AUSTIN (KXAN) — Monday marks the start of the semester at the University of Texas at Austin.
For the past two years, much discussion revolved around what COVID-19 protocols were being put in place as kids returned to campus. Yet this fall, some students like Rachel Vickery are worried about the spread of monkeypox.
“Any virus can really spread easily in such a concentrated area,” she said. “I lived in the dorm, and I feel like everyone was sick just because we’re all so close.”
UT Freshman Annie Fu shares similar concerns.
“If someone has it and is sitting in a lecture hall, and then I sit in the same seat, that is slightly concerning,” she said.
Despite thousands of college kids clustering together in classrooms, cafeterias and dorms, CommUnityCare sexual health programs associate director Dr. Michael Stefanowicz said there shouldn’t be cause for concern.
“Attending a class or hanging out with friends in a college dorm, social events where people perhaps are clustered, elbow to elbow — all of those are categorically very low risk,” he said.
With 93 confirmed cases of monkeypox in Travis County, local leaders have declared monkeypox a public health emergency.
“From a health equity perspective, this virus is disproportionately impacting gay and bisexual men,” Stefanowicz said.
According to health experts, monkeypox is mainly transmitted sexually through skin-to-skin contact. With this in mind, Stefanowicz offered this advice to stop the spread.
“Consider limiting sexual partners to a smaller group of intimate partners, if possible,” he said.
Texas exchange student Mickael Topiol is looking forward to the fall semester while trying to push past the pandemic.
“Coming here, I really like, I’m really looking forward to having a kind of post-pandemic life. So hopefully monkeypox isn’t coming here to interrupt that,” Topiol said.

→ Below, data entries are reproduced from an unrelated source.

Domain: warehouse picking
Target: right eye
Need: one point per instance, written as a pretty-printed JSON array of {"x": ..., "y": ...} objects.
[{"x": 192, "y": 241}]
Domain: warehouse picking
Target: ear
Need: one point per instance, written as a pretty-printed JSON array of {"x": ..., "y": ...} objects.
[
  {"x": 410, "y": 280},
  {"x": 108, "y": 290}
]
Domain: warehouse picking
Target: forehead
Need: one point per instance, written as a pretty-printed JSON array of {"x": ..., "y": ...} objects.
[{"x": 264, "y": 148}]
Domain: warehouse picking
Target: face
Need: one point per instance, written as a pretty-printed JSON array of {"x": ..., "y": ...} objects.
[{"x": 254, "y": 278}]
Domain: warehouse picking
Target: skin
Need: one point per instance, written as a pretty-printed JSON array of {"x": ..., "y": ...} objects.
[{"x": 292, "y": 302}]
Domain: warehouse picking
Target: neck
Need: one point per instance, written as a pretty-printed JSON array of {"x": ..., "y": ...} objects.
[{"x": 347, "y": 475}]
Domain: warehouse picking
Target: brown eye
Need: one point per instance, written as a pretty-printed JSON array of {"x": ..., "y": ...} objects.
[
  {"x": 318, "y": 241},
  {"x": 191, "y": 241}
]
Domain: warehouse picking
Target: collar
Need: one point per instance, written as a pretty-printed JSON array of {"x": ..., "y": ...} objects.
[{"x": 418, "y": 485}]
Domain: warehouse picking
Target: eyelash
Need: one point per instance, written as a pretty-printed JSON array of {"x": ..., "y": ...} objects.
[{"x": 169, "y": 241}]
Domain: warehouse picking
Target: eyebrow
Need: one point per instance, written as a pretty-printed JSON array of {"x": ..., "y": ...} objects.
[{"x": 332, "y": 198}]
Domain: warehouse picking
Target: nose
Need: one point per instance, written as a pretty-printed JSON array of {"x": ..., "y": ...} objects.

KXAN contacted UT’s University Health Services about its response to monkeypox. It responded with the following statement:
“The university has mitigation protocols for this infectious disease. The risk to the broader campus community remains low, and the monkeypox virus does not spread easily without close contact. Like other illnesses with similar modes of transmission, we provide public health education to the community, appropriate training to healthcare providers, and collaborate with key stakeholders on any environmental strategies needed to reduce the incidence or spread within our population.”